On Sunday, Prime Minister Sheikh Hasina warned that the Covid-19 situation will likely deteriorate in the upcoming winter, and urged all involved to prepare for another outbreak in wintertime. Experts around the world have predicted that winter will exacerbate the spread of Covid-19, and there are widespread fears—and evidence to support such fears—that the second wave will be even worse than the first. Europe is already in the middle of a second wave as it moves into winter, after having brought down the number of infections and deaths in the first wave, and daily case numbers in the EU have reached record highs of more than 45,000 on a 14-day notification rate, according to the European Centre for Disease Prevention and Control (ECDC). If these numbers and predictions say anything at all, it's that there's no room for complacency, as we prepare for what promises to be a drawn-out battle.
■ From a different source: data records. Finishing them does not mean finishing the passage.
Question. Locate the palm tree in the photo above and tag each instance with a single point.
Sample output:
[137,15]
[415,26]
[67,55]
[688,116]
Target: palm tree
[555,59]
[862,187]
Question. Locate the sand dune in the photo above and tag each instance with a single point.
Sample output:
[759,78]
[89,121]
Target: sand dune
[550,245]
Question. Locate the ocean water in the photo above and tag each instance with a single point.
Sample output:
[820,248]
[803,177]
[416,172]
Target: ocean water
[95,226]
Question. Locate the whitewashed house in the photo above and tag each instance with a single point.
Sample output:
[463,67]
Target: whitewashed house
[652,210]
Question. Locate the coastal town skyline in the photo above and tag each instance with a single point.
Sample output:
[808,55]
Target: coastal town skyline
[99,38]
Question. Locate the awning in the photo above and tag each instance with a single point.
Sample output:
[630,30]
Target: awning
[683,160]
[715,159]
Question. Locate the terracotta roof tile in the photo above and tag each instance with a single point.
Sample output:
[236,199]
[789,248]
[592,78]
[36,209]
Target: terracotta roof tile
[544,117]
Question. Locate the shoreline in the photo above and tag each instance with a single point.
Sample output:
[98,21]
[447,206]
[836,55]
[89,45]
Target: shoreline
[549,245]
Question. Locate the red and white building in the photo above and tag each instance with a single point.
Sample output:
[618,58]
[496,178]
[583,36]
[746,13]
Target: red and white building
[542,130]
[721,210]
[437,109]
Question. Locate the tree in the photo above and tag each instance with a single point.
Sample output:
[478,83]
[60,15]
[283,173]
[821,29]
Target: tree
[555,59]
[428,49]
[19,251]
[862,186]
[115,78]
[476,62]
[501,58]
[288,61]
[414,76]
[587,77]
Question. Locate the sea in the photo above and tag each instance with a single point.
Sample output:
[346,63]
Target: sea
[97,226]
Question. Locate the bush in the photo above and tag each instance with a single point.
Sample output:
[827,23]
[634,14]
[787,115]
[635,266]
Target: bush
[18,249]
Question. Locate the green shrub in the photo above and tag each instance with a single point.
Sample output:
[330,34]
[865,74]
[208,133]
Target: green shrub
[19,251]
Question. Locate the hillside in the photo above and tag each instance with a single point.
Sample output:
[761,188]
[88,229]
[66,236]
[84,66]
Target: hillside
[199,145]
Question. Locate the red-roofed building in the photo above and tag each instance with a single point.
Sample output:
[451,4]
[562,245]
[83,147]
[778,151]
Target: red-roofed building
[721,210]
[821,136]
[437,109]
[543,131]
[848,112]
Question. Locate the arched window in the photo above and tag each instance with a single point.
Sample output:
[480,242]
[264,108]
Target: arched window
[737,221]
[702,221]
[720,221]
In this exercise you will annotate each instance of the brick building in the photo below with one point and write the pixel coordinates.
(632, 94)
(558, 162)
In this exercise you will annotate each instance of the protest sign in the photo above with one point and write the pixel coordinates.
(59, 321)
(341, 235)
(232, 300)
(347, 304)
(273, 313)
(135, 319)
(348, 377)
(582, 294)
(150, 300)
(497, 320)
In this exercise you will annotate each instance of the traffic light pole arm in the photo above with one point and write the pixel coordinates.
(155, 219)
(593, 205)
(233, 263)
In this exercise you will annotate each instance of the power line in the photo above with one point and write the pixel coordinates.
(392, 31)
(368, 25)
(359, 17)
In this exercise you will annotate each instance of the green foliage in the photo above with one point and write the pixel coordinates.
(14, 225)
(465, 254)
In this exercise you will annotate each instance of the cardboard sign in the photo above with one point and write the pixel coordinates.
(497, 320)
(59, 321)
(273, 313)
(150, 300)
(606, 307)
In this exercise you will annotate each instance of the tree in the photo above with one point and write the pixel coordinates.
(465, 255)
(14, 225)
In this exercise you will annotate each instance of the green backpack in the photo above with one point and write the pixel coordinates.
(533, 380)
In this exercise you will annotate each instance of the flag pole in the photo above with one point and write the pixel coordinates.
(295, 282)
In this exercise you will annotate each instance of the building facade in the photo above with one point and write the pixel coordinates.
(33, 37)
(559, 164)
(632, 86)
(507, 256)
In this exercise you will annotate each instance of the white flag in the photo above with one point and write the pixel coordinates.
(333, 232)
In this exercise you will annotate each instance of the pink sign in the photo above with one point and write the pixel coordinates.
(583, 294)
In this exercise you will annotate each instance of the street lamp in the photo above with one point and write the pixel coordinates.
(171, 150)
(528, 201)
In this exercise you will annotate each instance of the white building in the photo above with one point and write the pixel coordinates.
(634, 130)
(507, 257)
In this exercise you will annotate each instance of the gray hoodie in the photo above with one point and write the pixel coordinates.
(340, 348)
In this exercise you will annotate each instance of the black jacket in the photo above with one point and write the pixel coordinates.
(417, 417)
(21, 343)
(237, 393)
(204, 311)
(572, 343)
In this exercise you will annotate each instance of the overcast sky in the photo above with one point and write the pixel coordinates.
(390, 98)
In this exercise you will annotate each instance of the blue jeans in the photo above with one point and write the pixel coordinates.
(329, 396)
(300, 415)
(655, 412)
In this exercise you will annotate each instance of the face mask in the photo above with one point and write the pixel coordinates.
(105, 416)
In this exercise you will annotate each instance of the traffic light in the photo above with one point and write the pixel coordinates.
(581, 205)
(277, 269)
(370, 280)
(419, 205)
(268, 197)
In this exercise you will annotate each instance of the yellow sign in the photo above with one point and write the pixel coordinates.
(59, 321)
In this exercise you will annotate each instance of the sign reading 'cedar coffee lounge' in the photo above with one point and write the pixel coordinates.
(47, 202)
Unfortunately, the government's response from the beginning of the pandemic has been one of denial, at worst, and complacency, at best. Over the past months, we have relaxed most Covid-19 measures, including allowing transport to operate at full capacity, despite the fact that our positivity rate remains well above the global average and that of our neighbouring countries, including India and Pakistan. Worse still, we have reduced the number of tests in the country and made them inaccessible to the masses by slapping a fee on them. The Covid-19 testing expansion policy is still in its draft stages, after months of negotiations between different departments of the health ministry. Meanwhile, there are talks of reopening schools in the immediate future, amidst fears that implementing safety measures proposed by the Ministry of Primary and Mass Education will simply not be possible in a vast majority of educational institutions in the country.
Less than a month ago, the health minister himself said that "Bangladesh will be coronavirus-free very soon" and added that he didn't think "we'll even need vaccines." Comments such as this, coupled with contradicting measures from the government, have confused the public as well, who are no longer taking the precautions that they ought to as they engage in social and economic activities and risk increasing the rate of community transmission.
Under the circumstances, the prime minister's warning should be taken with the utmost seriousness by policymakers and the public. We need to revisit the shortcomings of our healthcare system and prepare it for a second outbreak, checking corruption at every stage and learning from past mistakes. We need to prepare now if we are to mitigate the repercussions of another outbreak as well as another economic decline.
We failed to take advantage of early warnings the first time around; we cannot afford to do the same if a second wave comes.